[PATCH v2] kvm/selftests: Fix race condition with dirty_log_test

From: Peter Xu <peterx@redhat.com>
To: kvm@vger.kernel.org, linux-kernel@vger.kernel.org
Cc: peterx@redhat.com, Andrew Jones <drjones@redhat.com>,
	Paolo Bonzini <pbonzini@redhat.com>,
	Vitaly Kuznetsov <vkuznets@redhat.com>,
	Sean Christopherson <seanjc@google.com>
Subject: [PATCH v2] kvm/selftests: Fix race condition with dirty_log_test
Date: Tue, 13 Apr 2021 17:36:41 -0400	[thread overview]
Message-ID: <20210413213641.23742-1-peterx@redhat.com> (raw)

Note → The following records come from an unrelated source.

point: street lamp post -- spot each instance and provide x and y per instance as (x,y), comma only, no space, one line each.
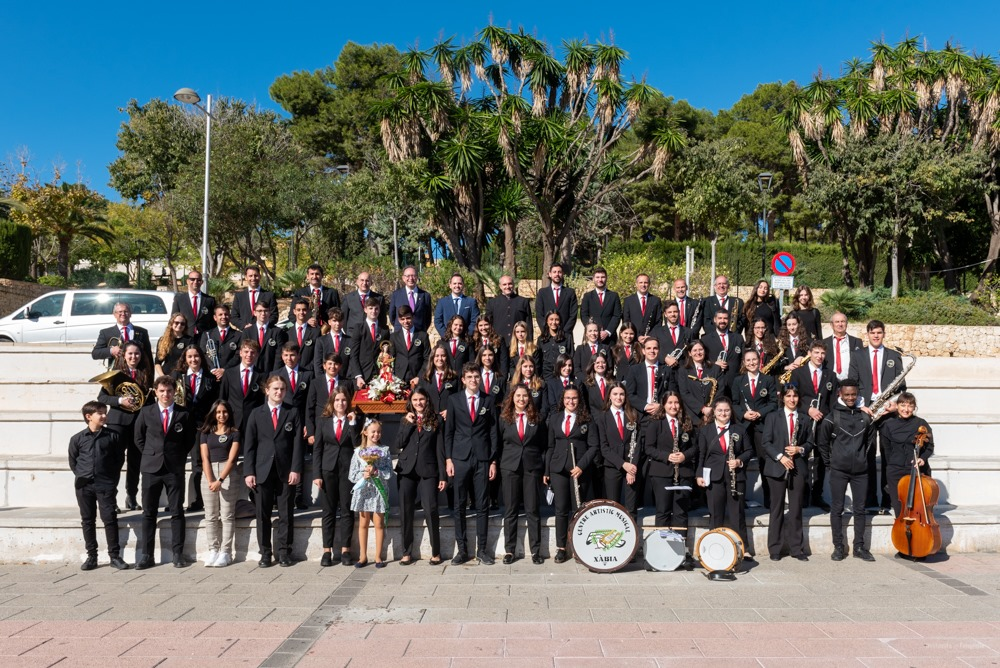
(764,182)
(188,96)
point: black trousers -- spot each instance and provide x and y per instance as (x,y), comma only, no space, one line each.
(725,510)
(336,493)
(412,487)
(518,487)
(153,485)
(779,522)
(275,487)
(672,505)
(839,482)
(90,499)
(471,479)
(617,489)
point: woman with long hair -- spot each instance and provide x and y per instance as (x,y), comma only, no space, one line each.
(522,462)
(222,483)
(420,471)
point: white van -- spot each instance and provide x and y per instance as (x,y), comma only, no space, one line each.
(76,316)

This fixes a bug that can trigger with e.g. "taskset -c 0 ./dirty_log_test" or
when the testing host is very busy.

The issue is when the vcpu thread got the dirty bit set but got preempted by
other threads _before_ the data is written, we won't be able to see the latest
data only until the vcpu threads do VMENTER. IOW, the guest write operation and
dirty bit set cannot guarantee atomicity. The race could look like:

    main thread                            vcpu thread
    ===========                            ===========
    iteration=X
                                           *addr = X
                                           (so latest data is X)
    iteration=X+1
    ...
    iteration=X+N
                                           guest executes "*addr = X+N"
                                             reg=READ_ONCE(iteration)=X+N
                                             host page fault
                                               set dirty bit for page "addr"
                                             (_before_ VMENTER happens...
                                              so *addr is still X!)
                                           vcpu thread got preempted
    get dirty log
    verify data
      detected dirty bit set, data is X
      not X+N nor X+N-1, data too old!

This patch closes this race by allowing the main thread to give the vcpu thread
chance to do a VMENTER to complete that write operation.  It's done by adding a
vcpu loop counter (must be defined as volatile as main thread will do read
loop), then the main thread can guarantee the vcpu got at least another VMENTER
by making sure the guest_vcpu_loops increases by 2.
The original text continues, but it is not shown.